We deployed sticky traps underneath the crown of eastern hemlock, Tsuga canadensis (L.) Carrière, to assess their sensitivity at detecting crawlers (1st instar nymphs) of the non-native hemlock woolly adelgid, Adelges tsugae Annand (Hemiptera: Adelgidae). We found these traps more sensitive at detecting infested trees with low densities of A. tsugae than branch-tip sampling with pole pruners.
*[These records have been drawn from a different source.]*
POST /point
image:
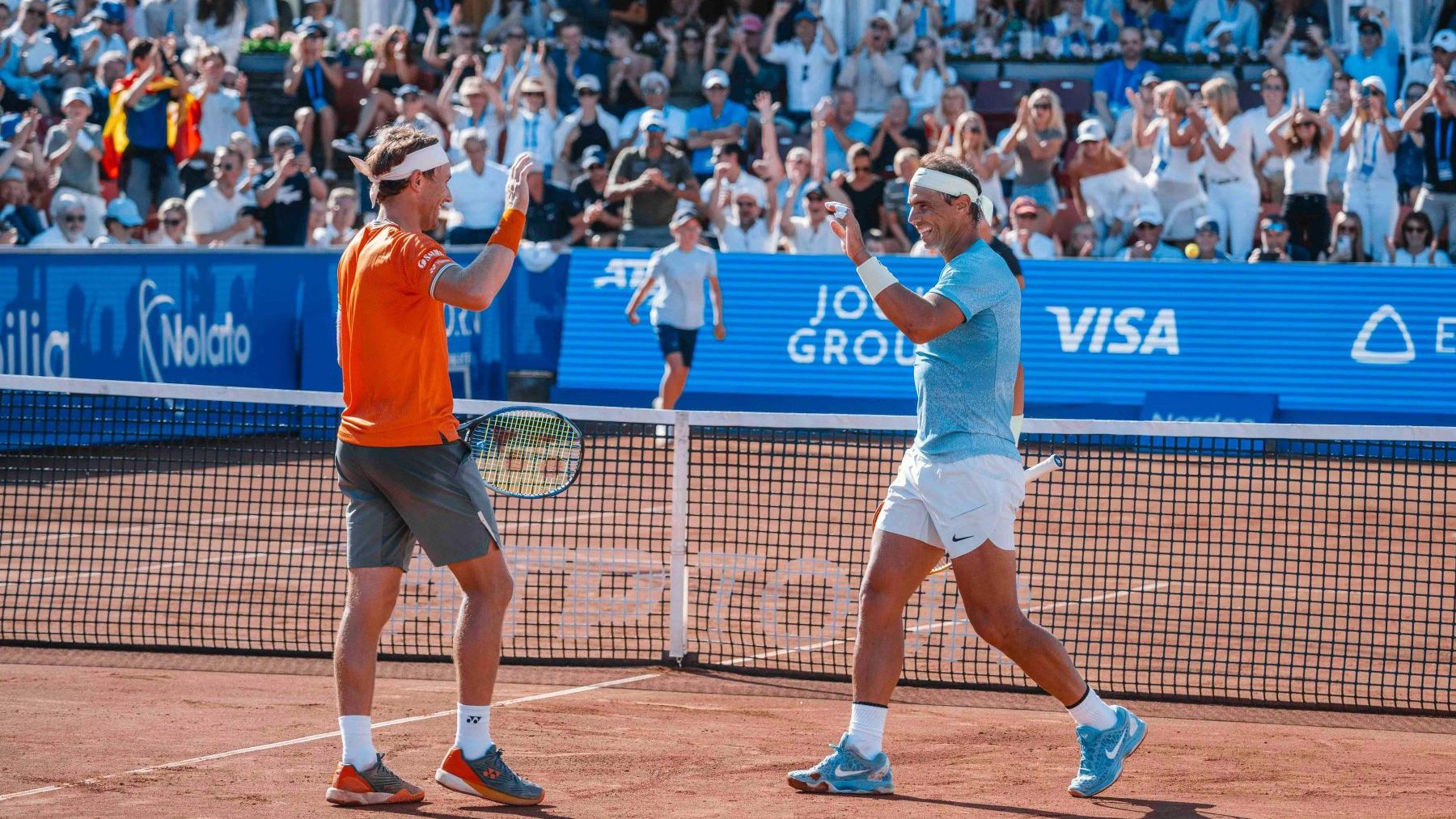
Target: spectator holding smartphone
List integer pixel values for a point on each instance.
(286, 192)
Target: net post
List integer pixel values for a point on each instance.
(677, 575)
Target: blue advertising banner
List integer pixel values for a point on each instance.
(1328, 342)
(205, 318)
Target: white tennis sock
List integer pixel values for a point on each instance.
(358, 742)
(472, 731)
(866, 729)
(1094, 711)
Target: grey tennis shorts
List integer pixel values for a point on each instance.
(398, 495)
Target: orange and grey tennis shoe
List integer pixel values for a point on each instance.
(375, 786)
(488, 777)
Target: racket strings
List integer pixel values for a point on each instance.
(526, 453)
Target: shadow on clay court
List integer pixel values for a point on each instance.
(456, 811)
(1136, 808)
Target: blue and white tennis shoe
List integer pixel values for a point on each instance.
(1103, 753)
(844, 771)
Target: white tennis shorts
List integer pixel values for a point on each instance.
(955, 505)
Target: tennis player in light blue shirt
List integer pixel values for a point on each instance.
(957, 491)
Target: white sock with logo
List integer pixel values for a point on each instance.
(1091, 710)
(866, 728)
(472, 731)
(358, 742)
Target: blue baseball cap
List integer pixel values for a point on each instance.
(593, 156)
(125, 211)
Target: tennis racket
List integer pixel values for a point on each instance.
(1034, 471)
(524, 451)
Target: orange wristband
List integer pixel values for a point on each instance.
(509, 233)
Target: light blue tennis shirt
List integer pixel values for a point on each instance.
(966, 380)
(680, 275)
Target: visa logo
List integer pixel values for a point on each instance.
(1128, 327)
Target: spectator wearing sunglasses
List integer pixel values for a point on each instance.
(1274, 245)
(574, 65)
(531, 116)
(873, 70)
(171, 226)
(214, 209)
(73, 150)
(67, 222)
(312, 78)
(1416, 245)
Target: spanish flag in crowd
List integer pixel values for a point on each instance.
(182, 124)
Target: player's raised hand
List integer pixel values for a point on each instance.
(846, 227)
(517, 196)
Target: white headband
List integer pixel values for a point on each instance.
(951, 185)
(427, 158)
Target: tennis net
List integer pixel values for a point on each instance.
(1303, 566)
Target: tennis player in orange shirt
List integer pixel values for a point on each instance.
(404, 469)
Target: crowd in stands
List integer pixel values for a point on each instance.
(1295, 130)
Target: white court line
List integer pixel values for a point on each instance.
(294, 511)
(944, 623)
(318, 737)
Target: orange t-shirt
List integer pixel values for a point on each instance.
(392, 340)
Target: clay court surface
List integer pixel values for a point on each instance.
(675, 744)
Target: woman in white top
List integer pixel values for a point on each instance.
(1370, 189)
(925, 76)
(1305, 140)
(1177, 140)
(1416, 243)
(1106, 189)
(1234, 189)
(971, 145)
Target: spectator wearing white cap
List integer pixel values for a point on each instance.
(73, 152)
(650, 181)
(123, 224)
(1106, 189)
(531, 116)
(214, 209)
(747, 231)
(718, 120)
(1372, 136)
(1148, 239)
(67, 223)
(1223, 25)
(1443, 51)
(482, 112)
(286, 191)
(1378, 50)
(810, 57)
(1310, 63)
(589, 125)
(1434, 118)
(1228, 169)
(476, 192)
(873, 69)
(1022, 236)
(654, 94)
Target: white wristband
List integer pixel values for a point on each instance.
(875, 277)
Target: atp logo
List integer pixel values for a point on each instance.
(1363, 354)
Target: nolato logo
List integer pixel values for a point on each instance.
(194, 344)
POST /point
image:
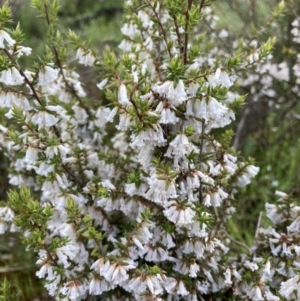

We observed two peaks of crawler abundance at all sites: these peaks likely represented the timing of the progrediens and sistens crawler stages of A. tsugae. Deployment of sticky traps in treated and high-risk stands may prove useful at detecting residual and new infestations, respectively.

Plain Language Summary

The hemlock woolly adelgid (HWA) is a devastating non-native insect pest of eastern and Carolina hemlock in eastern North America. We used sticky traps underneath the crown of eastern hemlock to capture crawlers (1st instar nymphs) of HWA. This passive form of crawler sampling reflected the seasonal abundance of crawlers and was more effective at detecting infestations of HWA compared to a pole pruning technique. Crawler sampling makes possible the indirect sampling of the entire live crown (habitat of HWA) of hemlock whereas conventional techniques such as visual survey and pole pruning can only reach the lower third of the crown of mature trees. Crawler sampling could be used in treated areas to determine if residual HWA populations remain and also to delineate around newly discovered infestations.